How to Start Reading Chapter Books With Your Preschooler or Kindergartner
by Janssen Bradshaw
It’s an exciting moment when your child is old enough to start reading chapter books with you.
Of course, reading a chapter book is really different from reading a picture book, and it takes time to develop the skill of listening to a longer book.
In the past year and a half, my almost 5-year-old daughter and I have read several dozen chapter books together, and we’ve gotten better at it as we’ve gone along. Here are a few of our best tips for starting out:
1. Introduce the book before you start. I find it very helpful to give my daughter an overview of the book before we start. Then she knows who the main characters are and what the basic plot is, especially since there aren’t usually a lot of pictures to guide her like there are in a picture book.
2. If the book isn’t working, try something else. There’s no shame in giving up on a book that isn’t capturing your child’s attention. It’s better to make sure you’re having a good experience reading together than to try to power through a book they aren’t enjoying.
3. Let them do something while they listen.
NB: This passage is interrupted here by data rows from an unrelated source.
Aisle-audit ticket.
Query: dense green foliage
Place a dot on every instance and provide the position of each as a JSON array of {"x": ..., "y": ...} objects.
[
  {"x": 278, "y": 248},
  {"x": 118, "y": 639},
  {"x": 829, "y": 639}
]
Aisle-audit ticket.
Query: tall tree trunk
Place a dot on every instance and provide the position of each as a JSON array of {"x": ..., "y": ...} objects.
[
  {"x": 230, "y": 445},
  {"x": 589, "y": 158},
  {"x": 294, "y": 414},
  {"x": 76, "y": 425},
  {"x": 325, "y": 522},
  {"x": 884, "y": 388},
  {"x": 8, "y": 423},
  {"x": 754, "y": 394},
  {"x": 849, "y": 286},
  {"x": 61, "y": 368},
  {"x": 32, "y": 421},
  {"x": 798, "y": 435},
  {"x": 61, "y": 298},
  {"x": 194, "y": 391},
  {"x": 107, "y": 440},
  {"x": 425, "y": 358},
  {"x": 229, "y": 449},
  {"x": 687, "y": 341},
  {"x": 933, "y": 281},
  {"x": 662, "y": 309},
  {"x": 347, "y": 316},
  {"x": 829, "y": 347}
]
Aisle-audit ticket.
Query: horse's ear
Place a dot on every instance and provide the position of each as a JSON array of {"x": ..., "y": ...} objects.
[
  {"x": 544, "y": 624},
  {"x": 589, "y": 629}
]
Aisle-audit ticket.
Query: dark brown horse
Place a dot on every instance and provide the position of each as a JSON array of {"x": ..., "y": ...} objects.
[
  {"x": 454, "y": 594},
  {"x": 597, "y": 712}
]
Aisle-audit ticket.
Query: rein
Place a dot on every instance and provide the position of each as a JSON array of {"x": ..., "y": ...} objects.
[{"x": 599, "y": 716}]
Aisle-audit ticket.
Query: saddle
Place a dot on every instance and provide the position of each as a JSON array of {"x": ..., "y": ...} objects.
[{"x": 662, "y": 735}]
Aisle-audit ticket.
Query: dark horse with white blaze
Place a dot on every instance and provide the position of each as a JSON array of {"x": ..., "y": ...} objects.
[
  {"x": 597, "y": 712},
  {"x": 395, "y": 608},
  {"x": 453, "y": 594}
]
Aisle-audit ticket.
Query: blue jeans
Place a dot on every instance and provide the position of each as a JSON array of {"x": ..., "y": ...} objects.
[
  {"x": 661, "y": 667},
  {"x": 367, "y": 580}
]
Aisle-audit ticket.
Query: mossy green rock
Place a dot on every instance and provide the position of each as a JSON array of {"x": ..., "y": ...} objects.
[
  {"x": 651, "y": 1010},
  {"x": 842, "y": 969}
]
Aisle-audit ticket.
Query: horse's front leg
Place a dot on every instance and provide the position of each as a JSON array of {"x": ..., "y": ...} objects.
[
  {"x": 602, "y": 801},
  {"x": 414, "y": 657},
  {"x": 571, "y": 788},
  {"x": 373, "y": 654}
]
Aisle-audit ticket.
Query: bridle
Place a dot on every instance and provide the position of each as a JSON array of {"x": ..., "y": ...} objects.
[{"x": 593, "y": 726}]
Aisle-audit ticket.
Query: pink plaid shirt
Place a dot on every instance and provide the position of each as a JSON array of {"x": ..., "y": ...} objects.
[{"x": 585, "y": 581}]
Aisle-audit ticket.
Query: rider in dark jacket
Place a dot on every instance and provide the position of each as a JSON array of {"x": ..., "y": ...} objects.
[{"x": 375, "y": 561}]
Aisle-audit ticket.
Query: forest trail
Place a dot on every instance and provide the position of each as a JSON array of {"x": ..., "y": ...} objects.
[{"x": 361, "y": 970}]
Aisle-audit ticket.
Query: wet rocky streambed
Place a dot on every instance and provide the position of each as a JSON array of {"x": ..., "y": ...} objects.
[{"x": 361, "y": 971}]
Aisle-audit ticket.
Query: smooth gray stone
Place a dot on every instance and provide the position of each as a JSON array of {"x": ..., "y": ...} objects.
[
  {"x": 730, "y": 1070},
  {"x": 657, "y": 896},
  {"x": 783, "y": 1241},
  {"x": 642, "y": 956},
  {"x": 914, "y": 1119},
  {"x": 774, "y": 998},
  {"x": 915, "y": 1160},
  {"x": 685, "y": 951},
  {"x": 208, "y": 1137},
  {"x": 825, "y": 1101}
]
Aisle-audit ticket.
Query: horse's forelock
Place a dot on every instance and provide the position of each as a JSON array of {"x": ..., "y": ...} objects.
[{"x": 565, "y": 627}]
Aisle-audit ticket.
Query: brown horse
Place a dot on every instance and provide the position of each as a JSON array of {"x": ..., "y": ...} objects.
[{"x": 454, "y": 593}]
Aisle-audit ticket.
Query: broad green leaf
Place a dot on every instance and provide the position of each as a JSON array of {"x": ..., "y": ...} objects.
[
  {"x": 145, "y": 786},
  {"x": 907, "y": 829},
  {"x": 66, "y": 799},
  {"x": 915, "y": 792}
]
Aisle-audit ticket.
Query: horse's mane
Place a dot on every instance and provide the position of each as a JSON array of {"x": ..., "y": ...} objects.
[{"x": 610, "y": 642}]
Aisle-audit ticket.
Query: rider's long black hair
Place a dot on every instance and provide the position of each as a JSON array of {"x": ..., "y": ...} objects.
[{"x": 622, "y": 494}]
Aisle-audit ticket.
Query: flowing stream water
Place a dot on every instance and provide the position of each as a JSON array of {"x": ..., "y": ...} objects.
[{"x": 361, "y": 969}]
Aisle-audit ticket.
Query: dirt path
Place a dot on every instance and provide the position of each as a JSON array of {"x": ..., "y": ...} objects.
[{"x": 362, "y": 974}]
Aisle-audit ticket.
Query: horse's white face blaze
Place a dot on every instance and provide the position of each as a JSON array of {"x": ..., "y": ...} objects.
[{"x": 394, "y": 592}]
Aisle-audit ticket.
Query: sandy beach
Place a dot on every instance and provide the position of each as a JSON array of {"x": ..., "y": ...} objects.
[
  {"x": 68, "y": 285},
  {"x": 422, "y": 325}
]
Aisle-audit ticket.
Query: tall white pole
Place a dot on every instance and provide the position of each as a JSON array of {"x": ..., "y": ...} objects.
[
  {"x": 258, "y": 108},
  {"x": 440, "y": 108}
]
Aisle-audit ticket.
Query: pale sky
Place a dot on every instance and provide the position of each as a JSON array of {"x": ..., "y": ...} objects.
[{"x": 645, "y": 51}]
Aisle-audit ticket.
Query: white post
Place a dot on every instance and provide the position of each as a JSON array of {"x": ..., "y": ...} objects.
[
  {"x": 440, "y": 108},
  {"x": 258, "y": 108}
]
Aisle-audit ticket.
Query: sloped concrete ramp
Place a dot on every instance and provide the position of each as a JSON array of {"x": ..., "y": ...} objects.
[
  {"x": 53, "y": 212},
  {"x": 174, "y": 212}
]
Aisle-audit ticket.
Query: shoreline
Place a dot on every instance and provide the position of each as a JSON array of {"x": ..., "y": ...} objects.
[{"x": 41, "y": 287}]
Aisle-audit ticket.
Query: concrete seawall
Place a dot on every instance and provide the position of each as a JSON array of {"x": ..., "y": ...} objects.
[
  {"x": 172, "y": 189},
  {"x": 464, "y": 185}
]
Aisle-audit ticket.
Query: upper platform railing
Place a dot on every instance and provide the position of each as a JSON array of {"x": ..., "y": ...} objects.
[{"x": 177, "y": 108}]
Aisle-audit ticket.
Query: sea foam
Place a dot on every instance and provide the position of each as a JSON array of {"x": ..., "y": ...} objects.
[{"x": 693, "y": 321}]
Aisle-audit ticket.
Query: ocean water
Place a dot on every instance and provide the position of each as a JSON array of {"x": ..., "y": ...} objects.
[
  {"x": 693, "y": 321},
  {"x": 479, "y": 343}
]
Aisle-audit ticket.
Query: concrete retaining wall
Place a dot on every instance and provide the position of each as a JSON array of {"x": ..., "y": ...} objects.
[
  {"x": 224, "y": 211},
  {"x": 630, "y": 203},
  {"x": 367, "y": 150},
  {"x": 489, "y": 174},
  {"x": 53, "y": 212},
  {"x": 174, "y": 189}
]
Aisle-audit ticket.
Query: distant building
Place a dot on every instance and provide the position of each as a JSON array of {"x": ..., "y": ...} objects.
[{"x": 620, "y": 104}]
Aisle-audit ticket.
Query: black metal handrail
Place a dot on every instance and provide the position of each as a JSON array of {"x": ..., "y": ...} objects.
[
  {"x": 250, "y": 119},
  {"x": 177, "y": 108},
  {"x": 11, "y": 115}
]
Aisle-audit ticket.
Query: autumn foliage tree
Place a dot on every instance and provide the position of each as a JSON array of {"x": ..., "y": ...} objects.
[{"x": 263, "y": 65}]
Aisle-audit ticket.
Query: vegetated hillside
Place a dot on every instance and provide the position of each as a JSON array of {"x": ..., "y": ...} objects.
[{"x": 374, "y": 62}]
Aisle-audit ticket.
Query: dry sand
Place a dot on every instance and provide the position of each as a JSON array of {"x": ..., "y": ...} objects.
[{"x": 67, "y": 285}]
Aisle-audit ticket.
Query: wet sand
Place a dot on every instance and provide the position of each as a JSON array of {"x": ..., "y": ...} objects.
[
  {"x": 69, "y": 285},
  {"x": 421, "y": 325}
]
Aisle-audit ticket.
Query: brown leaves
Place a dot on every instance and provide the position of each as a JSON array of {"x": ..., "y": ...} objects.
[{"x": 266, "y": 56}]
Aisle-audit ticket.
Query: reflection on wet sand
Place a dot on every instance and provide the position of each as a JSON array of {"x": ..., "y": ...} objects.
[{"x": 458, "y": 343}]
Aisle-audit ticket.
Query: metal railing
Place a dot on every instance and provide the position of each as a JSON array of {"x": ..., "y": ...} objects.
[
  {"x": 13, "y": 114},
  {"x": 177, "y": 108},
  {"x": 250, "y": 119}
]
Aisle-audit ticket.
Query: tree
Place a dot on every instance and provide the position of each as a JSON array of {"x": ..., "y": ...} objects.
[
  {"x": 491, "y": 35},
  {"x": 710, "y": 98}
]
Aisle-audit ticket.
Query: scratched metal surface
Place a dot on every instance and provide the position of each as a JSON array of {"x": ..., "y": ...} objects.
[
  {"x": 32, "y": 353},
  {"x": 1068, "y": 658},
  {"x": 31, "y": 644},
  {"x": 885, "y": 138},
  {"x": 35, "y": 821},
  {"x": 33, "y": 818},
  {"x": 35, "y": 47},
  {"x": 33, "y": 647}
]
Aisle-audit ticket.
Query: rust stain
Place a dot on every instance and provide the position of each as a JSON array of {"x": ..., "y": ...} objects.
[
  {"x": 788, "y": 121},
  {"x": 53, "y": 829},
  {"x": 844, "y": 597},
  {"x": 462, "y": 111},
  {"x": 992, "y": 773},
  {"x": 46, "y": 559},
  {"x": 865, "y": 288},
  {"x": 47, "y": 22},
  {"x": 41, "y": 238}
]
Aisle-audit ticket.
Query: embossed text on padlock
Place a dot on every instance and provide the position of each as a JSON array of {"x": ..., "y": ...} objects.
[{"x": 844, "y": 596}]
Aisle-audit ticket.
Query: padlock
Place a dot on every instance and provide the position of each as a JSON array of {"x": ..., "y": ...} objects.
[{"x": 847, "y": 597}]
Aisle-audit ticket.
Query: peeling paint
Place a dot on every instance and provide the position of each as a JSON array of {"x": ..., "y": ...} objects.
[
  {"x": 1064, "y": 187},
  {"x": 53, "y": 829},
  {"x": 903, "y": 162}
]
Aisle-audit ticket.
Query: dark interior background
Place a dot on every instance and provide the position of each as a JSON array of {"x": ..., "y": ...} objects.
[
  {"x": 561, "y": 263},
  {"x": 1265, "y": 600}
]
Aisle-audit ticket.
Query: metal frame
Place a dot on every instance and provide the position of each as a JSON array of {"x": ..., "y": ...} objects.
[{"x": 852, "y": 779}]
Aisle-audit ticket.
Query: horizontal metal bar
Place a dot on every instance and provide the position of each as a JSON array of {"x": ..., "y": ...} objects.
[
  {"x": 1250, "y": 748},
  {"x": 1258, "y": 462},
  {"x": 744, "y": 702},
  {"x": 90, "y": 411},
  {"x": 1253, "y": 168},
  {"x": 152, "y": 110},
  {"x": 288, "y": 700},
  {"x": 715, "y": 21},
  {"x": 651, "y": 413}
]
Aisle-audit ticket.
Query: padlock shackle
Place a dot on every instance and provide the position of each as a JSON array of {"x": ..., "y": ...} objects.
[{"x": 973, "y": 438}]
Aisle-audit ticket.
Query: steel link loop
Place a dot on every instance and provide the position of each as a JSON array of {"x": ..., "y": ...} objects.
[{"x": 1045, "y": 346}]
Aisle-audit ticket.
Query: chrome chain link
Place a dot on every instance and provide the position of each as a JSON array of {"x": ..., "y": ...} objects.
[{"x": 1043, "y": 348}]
Since there aren’t usually very many pictures to look at, a lot of children can get fidgety sitting still. My daughter often likes to color or play with Legos or do stickers while I read aloud to her. When her hands are busy, her attention span is much longer.
4. Don’t be a slave to the chapters. Some books have really long chapters and trying to get through an entire chapter in a single sitting may be too much. Feel free to read half a chapter or a quarter of a chapter a day. Of course, if they want to read a whole chapter or more, go for it!
5. When you start up each day, do a quick review of what happened last time. This helps a small child remember the plot line and the characters’ names when the reading is stretched out over a long period of time.
6. Keep a record of the books you read. At our house, we have a big paper bookworm where we record the books we’ve read together. My daughter loves seeing it grow and remembering the books we’ve finished.